Wednesday, November 03, 2010

Time To Give Up?

After a night like tonight (last night, already?) the urge to give up is great. I cannot really say that I am disappointed with election results. I am disappointed with what happens in between elections.

This time I am particularly disappointed, because Democrats held the legislature whole, and the executive, and they still managed to fuck things up. Democrats squandered a once in a lifetime opportunity to accomplish meaningful reform. They did everything too timidly, like--for example--they way the handled so-called health care reform: they compromised everything desirable away, and the remaining meaningful provisions, like insurance exchanges, will not kick in until 2014. Are you kidding me?

For a couple of weeks leading up to the elections, the President scuttled around the nation saying "Lookee here! Look at all we have done!" People must not have been impressed, if the results of the elections are to be believed. Rightly so, I might add.

We were promised health care reform. We got an expansion of the current, morally and financially bankrupt(-ing) insurance system.

We were promised Guantanamo would be closed. It's still open.

We were promised the end of war, and all that happened was that more troops were sent to Afghanistan and the soldiers who remain in Iraq were simply re-classified as non-combat troops.

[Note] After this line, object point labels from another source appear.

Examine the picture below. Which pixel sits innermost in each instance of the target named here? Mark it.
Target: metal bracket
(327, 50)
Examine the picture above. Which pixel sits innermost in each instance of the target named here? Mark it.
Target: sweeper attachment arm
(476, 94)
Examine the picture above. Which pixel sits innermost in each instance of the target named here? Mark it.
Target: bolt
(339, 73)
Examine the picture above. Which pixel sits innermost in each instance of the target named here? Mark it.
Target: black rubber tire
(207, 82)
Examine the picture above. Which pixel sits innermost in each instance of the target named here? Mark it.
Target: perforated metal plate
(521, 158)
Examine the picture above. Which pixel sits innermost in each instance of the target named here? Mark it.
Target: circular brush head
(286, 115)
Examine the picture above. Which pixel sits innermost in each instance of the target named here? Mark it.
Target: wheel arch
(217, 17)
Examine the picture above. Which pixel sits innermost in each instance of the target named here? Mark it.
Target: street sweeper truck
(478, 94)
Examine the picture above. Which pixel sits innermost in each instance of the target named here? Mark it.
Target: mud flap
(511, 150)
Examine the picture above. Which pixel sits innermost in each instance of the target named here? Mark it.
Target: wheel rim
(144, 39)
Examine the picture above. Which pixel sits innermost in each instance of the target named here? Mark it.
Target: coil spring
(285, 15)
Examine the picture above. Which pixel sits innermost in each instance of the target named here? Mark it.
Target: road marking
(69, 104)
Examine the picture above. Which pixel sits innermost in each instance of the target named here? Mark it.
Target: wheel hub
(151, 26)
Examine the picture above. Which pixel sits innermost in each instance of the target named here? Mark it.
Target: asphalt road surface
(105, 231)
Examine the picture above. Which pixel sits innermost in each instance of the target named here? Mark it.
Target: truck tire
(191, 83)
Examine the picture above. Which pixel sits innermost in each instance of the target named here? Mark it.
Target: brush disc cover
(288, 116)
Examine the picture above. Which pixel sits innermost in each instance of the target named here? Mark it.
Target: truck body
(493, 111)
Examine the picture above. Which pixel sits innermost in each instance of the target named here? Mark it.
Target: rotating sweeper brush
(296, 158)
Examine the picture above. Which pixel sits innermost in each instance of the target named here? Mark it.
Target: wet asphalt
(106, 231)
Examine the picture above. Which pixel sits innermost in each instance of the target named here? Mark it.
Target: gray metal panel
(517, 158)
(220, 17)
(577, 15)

Go tell the Iraqi insurgents who routinely attack them.

We were promised financial reform. We bailed out the people that ruined us with hardly any consequences for them.

We were promised help to the middle class. Ask the middle-class folks who lost their job, their home, their savings.

What's worse, pundits will tell us that the mid-terms show that progressivism is the big loser, because Feingold lost his Senate seat and Alan Grayson and Tom Perriello lost their first-term House seats. And I am afraid they might be right, because those who say that progressives stayed home because they felt betrayed cannot apply to Grayson and Perriello. It simply looks like fear won once again, as it does so often.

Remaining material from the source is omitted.